Sebi to help banks tackle bad loans
MARKET REGULATOR TO RELAX LOCK-IN, ELIGIBILITY NORMS FOR PREFERENTIAL SHARE ALLOTMENTS ANNOUNCEMENT LIKELY AT SEBI’S APRIL 26 BOARD MEET
Banks and infrastructure finance institutions will soon receive a helping hand from the Securities and Exchange Board of India (Sebi) in their fight against bad loans.
Going ahead, lenders may not be required to observe the six-month lock-in for shares acquired through preferential allotment. Also, the condition that renders a lender ineligible, if it has bought shares of the company in the previous six months, is also likely to be waived.
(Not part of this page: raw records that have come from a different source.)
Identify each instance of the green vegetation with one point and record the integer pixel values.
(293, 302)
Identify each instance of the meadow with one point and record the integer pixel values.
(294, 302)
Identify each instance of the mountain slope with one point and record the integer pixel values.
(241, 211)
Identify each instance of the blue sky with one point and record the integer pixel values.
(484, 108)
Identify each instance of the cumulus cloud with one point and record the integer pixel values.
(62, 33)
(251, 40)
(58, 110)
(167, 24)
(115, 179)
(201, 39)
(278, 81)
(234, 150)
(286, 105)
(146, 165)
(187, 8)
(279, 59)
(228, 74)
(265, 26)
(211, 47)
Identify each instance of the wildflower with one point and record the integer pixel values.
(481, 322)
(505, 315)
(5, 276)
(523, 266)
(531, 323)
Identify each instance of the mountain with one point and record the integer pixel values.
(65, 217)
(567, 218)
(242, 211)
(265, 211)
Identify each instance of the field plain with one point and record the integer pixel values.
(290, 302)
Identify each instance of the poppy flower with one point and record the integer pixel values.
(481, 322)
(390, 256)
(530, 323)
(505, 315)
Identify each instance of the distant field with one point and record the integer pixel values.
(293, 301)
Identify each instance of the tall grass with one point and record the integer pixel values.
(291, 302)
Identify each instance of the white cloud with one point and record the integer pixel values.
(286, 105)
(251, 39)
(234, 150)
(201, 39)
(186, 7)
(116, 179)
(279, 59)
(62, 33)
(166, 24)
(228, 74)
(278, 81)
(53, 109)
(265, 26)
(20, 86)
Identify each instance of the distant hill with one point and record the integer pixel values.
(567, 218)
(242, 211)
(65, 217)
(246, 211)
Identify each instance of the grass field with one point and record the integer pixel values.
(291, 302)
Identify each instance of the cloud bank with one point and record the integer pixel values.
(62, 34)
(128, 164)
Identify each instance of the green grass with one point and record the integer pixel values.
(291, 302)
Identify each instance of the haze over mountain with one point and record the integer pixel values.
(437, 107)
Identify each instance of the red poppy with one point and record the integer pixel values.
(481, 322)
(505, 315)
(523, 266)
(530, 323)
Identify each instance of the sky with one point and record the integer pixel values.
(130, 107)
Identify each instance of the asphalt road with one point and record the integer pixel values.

The move will ensure an easier and faster liquidation of assets acquired by banks through corporate debt restructuring or any other type of restructuring. Often, the restructuring exercise involves converting debt into equity or issue of fresh equity to lenders, which is done through preferential issues. Under current Sebi rules, the entire shareholding prior to an allotment is locked in for a period of six months.
Sources said Sebi, at its board meeting to be held on April 26, was planning amendments to the Issue of Capital and Disclosure Requirements (ICDR) regulations to relax the lock-in clause and eligibility norms for preferential share allotments involving scheduled banks and financial institutions.
“Many banks have to frequently sell shares of stressed companies. This makes them ineligible for future allotment of shares for a period of six months. The relaxations planned are designed to help banks in speedy recovery from a listed borrower,” said a regulatory official.
The move comes at a time when banks, particularly the state-owned ones, are having a tough time battling bad loans. According to estimates, banks have identified stressed assets worth ~6 lakh crore, which are currently undergoing restructuring through various programmes. A large portion of these stressed assets belong to listed companies in the power, infrastructure and steel industries.
“If approved by Sebi, it is a good measure as this will allow preferential allotment to banks, which may have sold the shares of the issuer company within 180 days prior to the relevant date and allow banks to liquidate all of their shareholding in a company immediately after any preferential allotment. This measure will help banks in finding new buyers for stressed assets in which they (banks) have acquired equity,” said Sudhir Bassi, partner, Khaitan & Co.
This is not the first time the market regulator is helping banks struggling with bad loans. In 2015, Sebi had provided relaxation to banks in open offers to allow them to convert debt into equity in a listed borrower.
Experts said the lock-in and eligibility norms were checks to avoid manipulation by promoters but banks could be provided exemption, currently permitted for institutional investors like mutual funds and insurance companies.
“The concept of locking the prepreferential shareholding was introduced by Sebi to curb the practice of contratrading by promoters to take advantage of the price arbitrage between the preferential issue price and the market price,” said Yogesh Chande, partner, Shardul Amarchand Mangaldas.